While skin asepsis technology cannot eliminate deaths from such infections, the study reported in the paper shows that a systems approach can help prevent these hospital-based infections. "We now have clinical data that demonstrates the positive impact Healthpoint's TRISEPTIN(R) and ACTIPREP(R) Systems can have in helping hospitals reduce their Surgical Site Infection rates," states Dr. Seal. TRISEPTIN Hand and Body Antiseptic is used by the patient to shower prior to surgery to help reduce the microorganisms that can cause surgical site infections.

ACTIPREP is a one-step preparation solution used by staff in the operating room to clean and prepare the entry area on the patient. SSIs carry a heavy financial burden, costing U.S. hospitals in excess of $1.5 billion in additional medical treatment each year. Patient stays increase 20-fold and costs quintuple when SSIs are involved in the surgical recovery process.
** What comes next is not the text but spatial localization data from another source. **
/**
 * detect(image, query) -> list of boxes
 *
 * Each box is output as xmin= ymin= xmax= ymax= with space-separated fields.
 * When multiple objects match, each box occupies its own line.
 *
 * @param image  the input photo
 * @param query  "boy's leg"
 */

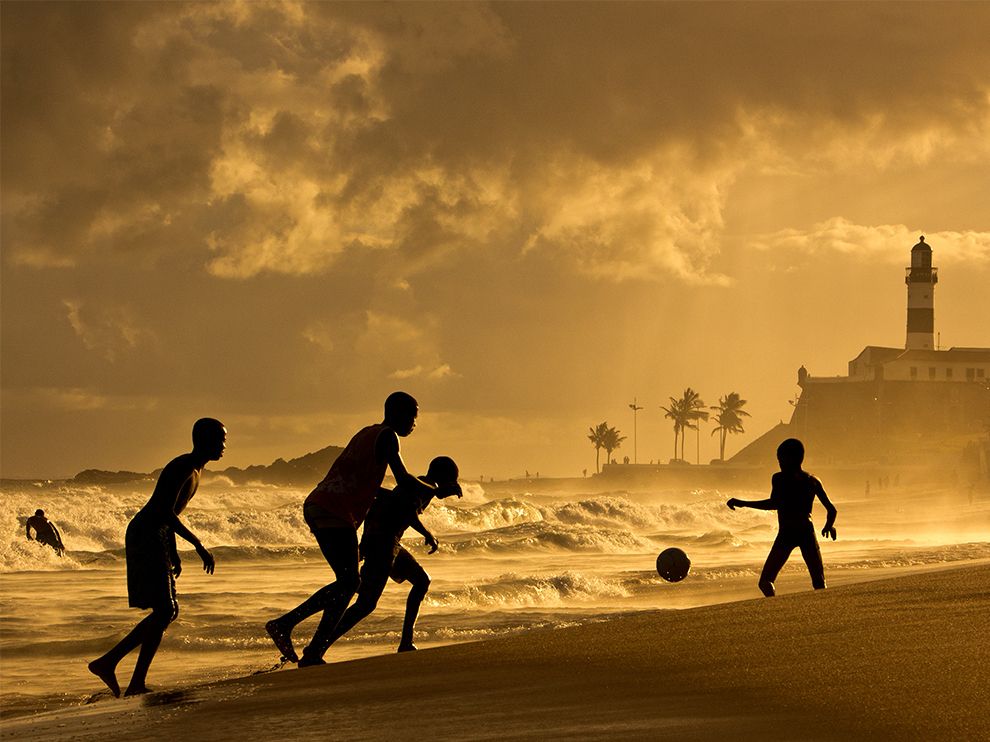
xmin=391 ymin=548 xmax=430 ymax=651
xmin=124 ymin=602 xmax=178 ymax=696
xmin=88 ymin=611 xmax=159 ymax=697
xmin=798 ymin=529 xmax=827 ymax=590
xmin=268 ymin=526 xmax=359 ymax=661
xmin=90 ymin=555 xmax=177 ymax=697
xmin=297 ymin=528 xmax=361 ymax=665
xmin=320 ymin=559 xmax=391 ymax=652
xmin=89 ymin=599 xmax=176 ymax=697
xmin=758 ymin=533 xmax=795 ymax=597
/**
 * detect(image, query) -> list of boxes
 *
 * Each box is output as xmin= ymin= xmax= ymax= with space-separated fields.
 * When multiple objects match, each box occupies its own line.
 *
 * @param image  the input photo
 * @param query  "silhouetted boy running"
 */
xmin=26 ymin=509 xmax=66 ymax=556
xmin=265 ymin=392 xmax=460 ymax=667
xmin=88 ymin=418 xmax=224 ymax=696
xmin=323 ymin=456 xmax=461 ymax=654
xmin=727 ymin=438 xmax=837 ymax=597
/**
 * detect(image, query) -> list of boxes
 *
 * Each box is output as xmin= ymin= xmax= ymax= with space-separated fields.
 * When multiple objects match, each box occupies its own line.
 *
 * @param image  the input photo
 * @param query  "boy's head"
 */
xmin=384 ymin=391 xmax=418 ymax=437
xmin=427 ymin=455 xmax=459 ymax=487
xmin=417 ymin=456 xmax=460 ymax=510
xmin=35 ymin=509 xmax=44 ymax=518
xmin=193 ymin=418 xmax=227 ymax=461
xmin=776 ymin=438 xmax=805 ymax=471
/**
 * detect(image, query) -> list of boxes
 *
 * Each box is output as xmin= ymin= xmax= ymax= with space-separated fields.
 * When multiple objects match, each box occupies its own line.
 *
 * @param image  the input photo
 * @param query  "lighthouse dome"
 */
xmin=912 ymin=235 xmax=931 ymax=252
The CDC estimates an average of 12 days and more than $27,000 in additional costs as the result of one of the most common SSIs, Staphylococcus aureus, or "staph" infection. "Too many news stories about hospital infection rates focus on time constraints as compromising infection prevention," says Dr. Seal. "This Systems approach supports ease-of-use while effectively countering multi-drug resistant Gram negative and Gram positive bacteria as well as viruses and during the critical wound healing phase."